Now let's travel back to 1902. The French Fort Pontchartrain du Detroit had long since become the American city of Detroit, and the name of the Marquis of Cadillac had been kept mostly in the history books all along, but suddenly became popular in light of the celebration of the 200th anniversary of the city's founding. At that time Detroit was not yet the center of the American auto industry, but among the many industrial enterprises was the Leland & Faulconer Manufacturing Company, whose co-founder and vice president was the eminent engineer Henry Leland. His interests were wide-ranging (he began as a gunsmith with Samuel Colt), but Henry's main specialty was the accuracy of his manufacturing processes and interchangeability of parts. This is what interested Ransom Eli Olds: Oldsmobile commissioned Leland to develop an engine structurally identical to the standard Dodge Brothers engine for their cars, but a quarter of the power - 3.7 hp instead of 3. Under the 1901 contract, Leland & Faulconer supplied 2,000 engines to Olds Motor Works, but Leland did not stop. Without changing the engine design, he increased the valves, intake and exhaust ports, changed the characteristics of the camshaft... And the engine spun up to 900 rpm vs. 500 rpm, and power increased immediately to 10.25 hp! Unfortunately, Oldsmobile, though delighted with the work, could not accept it - such an increase in power would require redesigning the car itself and re-equipping production. And the first large-scale automaker in the world could not afford such a risk. The engine remained in Henry Leland's personal car, but it soon found a much more interesting application.

CTS. Abbreviation for Catera Touring Sedan. When Cadillac developed its own compact rear-wheel drive model to replace the Catera imports from Germany, it was called that abbreviation by analogy with the then existing STS (Seville Touring Sedan) and ETC (Eldorado Touring Coupe) as the names of certain modifications. But, this time, the abbreviation itself became the name.

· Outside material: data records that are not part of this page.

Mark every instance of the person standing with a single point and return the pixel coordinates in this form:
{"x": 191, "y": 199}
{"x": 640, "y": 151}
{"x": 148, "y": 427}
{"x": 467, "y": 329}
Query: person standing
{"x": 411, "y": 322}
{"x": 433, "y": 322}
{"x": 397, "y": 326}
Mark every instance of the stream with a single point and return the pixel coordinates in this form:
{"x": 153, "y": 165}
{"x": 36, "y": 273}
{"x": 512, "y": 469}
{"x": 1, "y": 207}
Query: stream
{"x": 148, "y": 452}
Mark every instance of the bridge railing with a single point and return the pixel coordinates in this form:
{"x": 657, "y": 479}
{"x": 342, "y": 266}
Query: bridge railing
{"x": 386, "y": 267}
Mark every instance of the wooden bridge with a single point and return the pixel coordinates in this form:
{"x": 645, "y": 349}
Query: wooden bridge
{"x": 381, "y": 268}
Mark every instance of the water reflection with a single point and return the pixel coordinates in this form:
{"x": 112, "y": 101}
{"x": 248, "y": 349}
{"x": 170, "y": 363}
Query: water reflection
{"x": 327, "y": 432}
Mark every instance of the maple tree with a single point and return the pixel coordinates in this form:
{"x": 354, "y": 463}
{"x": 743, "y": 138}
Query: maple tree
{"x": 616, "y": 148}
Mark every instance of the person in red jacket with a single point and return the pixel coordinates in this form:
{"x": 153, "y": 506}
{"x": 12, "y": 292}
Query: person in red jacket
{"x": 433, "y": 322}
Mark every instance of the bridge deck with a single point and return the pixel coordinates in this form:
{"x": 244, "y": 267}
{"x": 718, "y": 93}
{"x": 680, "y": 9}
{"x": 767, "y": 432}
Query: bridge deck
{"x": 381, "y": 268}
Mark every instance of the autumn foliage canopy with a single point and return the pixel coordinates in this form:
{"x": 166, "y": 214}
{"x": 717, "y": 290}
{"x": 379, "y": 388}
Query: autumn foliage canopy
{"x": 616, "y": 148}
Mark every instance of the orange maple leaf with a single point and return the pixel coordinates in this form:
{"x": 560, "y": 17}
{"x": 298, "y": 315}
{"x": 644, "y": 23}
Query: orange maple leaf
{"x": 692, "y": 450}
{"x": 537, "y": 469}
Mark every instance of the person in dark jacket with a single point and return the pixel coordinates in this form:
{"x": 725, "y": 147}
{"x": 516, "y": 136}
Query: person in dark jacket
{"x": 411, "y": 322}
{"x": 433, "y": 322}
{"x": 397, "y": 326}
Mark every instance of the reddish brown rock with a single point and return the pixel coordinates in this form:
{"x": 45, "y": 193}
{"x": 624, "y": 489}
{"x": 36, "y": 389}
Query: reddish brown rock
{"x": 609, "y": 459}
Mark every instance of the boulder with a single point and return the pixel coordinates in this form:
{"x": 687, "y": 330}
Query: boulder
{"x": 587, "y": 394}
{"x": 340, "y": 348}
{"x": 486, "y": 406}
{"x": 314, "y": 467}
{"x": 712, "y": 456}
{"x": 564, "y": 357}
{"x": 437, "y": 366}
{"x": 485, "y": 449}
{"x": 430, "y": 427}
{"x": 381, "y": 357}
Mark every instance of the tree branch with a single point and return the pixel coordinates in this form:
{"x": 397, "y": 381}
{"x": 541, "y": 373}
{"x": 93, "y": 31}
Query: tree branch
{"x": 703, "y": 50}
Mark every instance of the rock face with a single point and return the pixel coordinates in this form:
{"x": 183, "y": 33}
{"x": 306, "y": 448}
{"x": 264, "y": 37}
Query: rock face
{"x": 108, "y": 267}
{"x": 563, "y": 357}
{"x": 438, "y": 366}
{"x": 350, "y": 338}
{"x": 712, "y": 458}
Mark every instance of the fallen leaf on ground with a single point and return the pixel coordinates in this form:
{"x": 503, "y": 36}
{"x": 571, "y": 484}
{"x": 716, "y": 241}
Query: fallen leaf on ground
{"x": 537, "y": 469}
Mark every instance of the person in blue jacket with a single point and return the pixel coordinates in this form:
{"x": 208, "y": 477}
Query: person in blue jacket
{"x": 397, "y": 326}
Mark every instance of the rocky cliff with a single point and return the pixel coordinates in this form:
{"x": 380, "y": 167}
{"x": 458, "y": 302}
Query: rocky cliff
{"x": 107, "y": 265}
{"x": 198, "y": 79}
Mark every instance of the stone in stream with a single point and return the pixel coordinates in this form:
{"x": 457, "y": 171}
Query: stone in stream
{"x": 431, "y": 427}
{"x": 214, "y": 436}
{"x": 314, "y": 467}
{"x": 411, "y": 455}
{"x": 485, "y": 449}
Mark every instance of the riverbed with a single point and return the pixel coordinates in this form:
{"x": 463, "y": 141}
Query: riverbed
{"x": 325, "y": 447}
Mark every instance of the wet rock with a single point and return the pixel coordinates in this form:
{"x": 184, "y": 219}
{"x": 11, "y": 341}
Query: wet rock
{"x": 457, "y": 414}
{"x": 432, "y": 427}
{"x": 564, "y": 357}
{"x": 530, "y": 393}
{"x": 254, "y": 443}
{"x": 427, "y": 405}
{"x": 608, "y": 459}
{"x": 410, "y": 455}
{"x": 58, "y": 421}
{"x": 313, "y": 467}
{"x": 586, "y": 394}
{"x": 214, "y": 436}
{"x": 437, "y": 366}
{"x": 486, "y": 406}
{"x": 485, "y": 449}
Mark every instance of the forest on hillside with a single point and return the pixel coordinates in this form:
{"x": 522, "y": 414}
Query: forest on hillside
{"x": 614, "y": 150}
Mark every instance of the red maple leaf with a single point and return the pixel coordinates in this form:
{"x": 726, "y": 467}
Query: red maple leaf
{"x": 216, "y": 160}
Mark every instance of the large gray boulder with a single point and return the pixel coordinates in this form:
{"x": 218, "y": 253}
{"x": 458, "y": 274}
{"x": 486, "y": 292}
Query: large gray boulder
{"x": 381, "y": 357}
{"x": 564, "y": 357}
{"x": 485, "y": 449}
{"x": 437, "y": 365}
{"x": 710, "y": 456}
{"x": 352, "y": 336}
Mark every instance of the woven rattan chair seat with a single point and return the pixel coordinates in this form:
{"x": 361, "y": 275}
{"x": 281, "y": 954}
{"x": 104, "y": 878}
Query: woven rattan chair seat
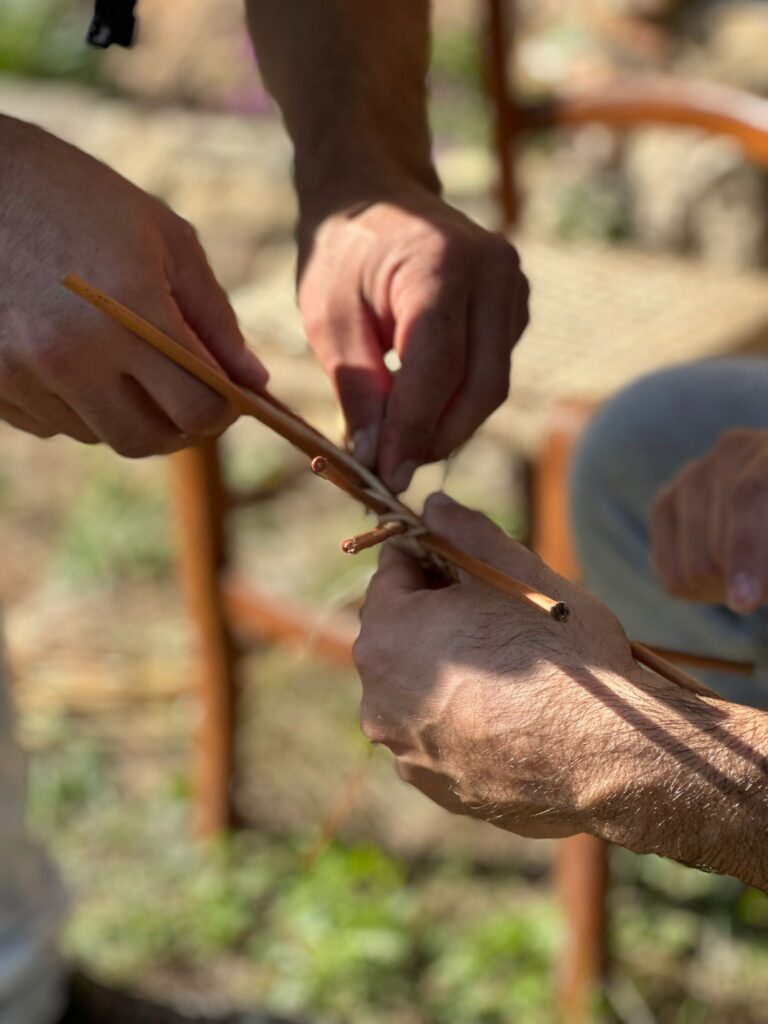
{"x": 600, "y": 317}
{"x": 603, "y": 316}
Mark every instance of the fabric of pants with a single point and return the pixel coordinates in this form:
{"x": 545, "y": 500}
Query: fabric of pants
{"x": 634, "y": 445}
{"x": 32, "y": 900}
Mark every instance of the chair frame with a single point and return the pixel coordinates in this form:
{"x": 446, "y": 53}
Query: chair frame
{"x": 227, "y": 613}
{"x": 629, "y": 103}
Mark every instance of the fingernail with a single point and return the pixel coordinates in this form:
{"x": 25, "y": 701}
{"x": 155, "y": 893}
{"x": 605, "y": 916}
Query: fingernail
{"x": 402, "y": 475}
{"x": 366, "y": 444}
{"x": 743, "y": 592}
{"x": 440, "y": 499}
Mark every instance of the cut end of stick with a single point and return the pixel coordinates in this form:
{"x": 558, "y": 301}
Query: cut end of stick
{"x": 560, "y": 611}
{"x": 380, "y": 534}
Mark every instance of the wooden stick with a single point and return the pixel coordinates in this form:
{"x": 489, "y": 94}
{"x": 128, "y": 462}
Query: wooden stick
{"x": 322, "y": 467}
{"x": 268, "y": 411}
{"x": 651, "y": 660}
{"x": 339, "y": 468}
{"x": 702, "y": 660}
{"x": 488, "y": 573}
{"x": 361, "y": 542}
{"x": 439, "y": 546}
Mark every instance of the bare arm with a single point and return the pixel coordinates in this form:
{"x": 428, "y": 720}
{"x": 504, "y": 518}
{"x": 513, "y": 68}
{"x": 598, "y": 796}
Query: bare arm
{"x": 64, "y": 368}
{"x": 383, "y": 261}
{"x": 550, "y": 729}
{"x": 350, "y": 80}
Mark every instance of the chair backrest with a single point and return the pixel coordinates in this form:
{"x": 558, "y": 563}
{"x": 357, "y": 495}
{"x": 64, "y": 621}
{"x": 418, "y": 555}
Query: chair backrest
{"x": 626, "y": 103}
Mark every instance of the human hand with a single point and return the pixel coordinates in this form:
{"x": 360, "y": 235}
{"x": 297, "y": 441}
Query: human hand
{"x": 413, "y": 274}
{"x": 65, "y": 368}
{"x": 491, "y": 708}
{"x": 710, "y": 525}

CT6, XT5, XT4. Alphanumeric soup was an attempt to mimic Infiniti, Lexus, BMW and other brands that traditionally use similar naming methods. In this case, the letters stand for the type of car (CT - sedan, XT - crossover), and the number stands for the relative position in the lineup. The ATS and CTS are also expected to soon be replaced by cars with indexes like CT4 and CT5, which will make the current Cadillac lineup more logical. Do not forget to use Cadillac VIN decoder in order to avoid potential problems when buying a used car.